Robi placed the blame for its underwhelming performance squarely on the tax regime. The operator’s effective tax rate is 77 per cent, it said in a press release on Thursday.

Had it not been for the crushing 2 per cent minimum turnover tax, this profit figure would have looked far more appealing, it said. The turnover tax, which needs to be paid regardless of an operator turning in profit or not was hiked from 0.75 per cent in fiscal 2019-20, cast “the darkest spell” on Robi’s business, said its Managing Director and Chief Executive Officer Mahtab Uddin Ahmed while unveiling the third-quarter results.

“We hope that the government will allow us more fiscal headroom by addressing this stumbling block, so that we can share the fruits of improved performance with our new shareholders following the stock market listing,” he said.

Withdrawal of the 2 per cent turnover tax was one of the two conditions Robi had for going public, the talks of which began from 2013 at least. The government had on several occasions requested the operator to make its entry to the stock market but it put it off on the ground that it was not turning in profit consistently.

For instance, after two years of losses, the operator posted a profit of Tk 240.2 crore in 2015, only to sink back into the red. It next saw profit in 2019.
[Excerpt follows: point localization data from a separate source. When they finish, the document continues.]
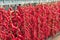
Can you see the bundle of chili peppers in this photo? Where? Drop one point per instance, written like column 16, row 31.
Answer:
column 30, row 22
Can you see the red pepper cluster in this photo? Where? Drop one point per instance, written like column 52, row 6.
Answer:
column 30, row 22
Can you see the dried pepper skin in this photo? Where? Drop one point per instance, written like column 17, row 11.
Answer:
column 30, row 22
Robi’s other condition was bringing down the corporate tax rate by at least 10 percentage points from the existing 45 per cent. Grameenphone got the corporate tax benefit when it got listed in 2019. The privilege was withdrawn a few years ago.

“We got a commitment from a high authority of the government but our conditions are yet to be met.”
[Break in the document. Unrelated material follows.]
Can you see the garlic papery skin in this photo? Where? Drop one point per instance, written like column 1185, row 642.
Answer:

Robi is hopeful that its demands would be fulfilled soon.

“Or else, it will send out a bad signal to foreign investors,” Ahmed added.

During the quarter, Robi’s active subscriber base grew 4.5 per cent to 5.1 crore.
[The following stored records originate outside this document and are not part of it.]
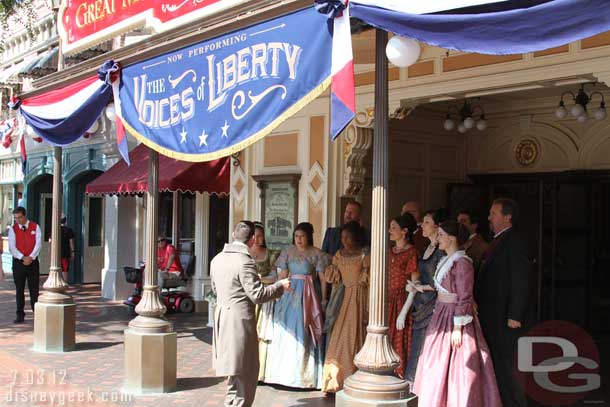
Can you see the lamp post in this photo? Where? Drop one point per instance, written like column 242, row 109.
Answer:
column 150, row 341
column 374, row 384
column 55, row 311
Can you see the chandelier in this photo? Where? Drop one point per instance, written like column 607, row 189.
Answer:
column 469, row 116
column 579, row 109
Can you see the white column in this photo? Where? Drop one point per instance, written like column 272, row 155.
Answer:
column 111, row 244
column 175, row 220
column 201, row 279
column 119, row 244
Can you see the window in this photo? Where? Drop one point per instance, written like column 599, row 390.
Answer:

Of them, 3.5 crore are internet subscribers, who yielded Robi Tk 684 crore in revenue, up 22 per cent year-on-year.

Robi’s voice revenue dipped 8.2 per cent year-on-year to Tk 972 crore during the quarter.

Analysts though are trying to stay optimistic ahead of Robi’s long-awaited stock market debut in the third week of December.

“We are concerned about its low profit vis-a-vis Grameenphone. We hope Robi’s profit will grow soon due to the company’s future plan being very smart,” said Abu Ahmed, honorary professor of Dhaka University’s economics department.

Investors will be disappointed if the company’s business does not pick up substantially over the next two years, he added.

Robi will offload 52.4 crore shares, which is about 10 per cent of its stakes, for Tk 10 each under the fixed price method to raise Tk 523.8 crore from the market.

It intends to use 98.5 per cent of the Tk 523.8 crore IPO proceeds for network expansion, especially 4G, which it already has the widest coverage amongst the operators.

“Although Robi has a decent top line, the numbers drop significantly when it comes to the bottom line due to inefficiency in managing expenses,” said a recent report of Brac-EPL.

Its asset turnover is half of Grameenphone’s without any trend in improvement in efficiency.

Its net property, plant and equipment (PPE)/site is Tk 84 lakh, which is more than double of Grameenphone’s net PPE/site of Tk 38 lakh.

“Therefore, it seems like Robi is inefficient in utilising its funds to construct sites for its subscribers,” the report said.

Robi has a much lower operating margin than that of Grameenphone due to the higher cost of revenue, maintenance and depreciation expenses.

Moreover, due to a high debt number, the interest and lease payments pull down the earnings as well, the report added.

Robi Axiata is a joint venture between Axiata Group Berhad of Malaysia and Bharti Airtel of India. Axiata holds 68.7 per cent controlling stake in the entity, and Bharti holds the remaining 31.3 per cent share in the company.

The company commenced operations in 1997 as Telekom Malaysia International (Bangladesh) with the brand name ‘Aktel’. In 2010, it was rebranded as ‘Robi’ with the company changing its name to Robi Axiata.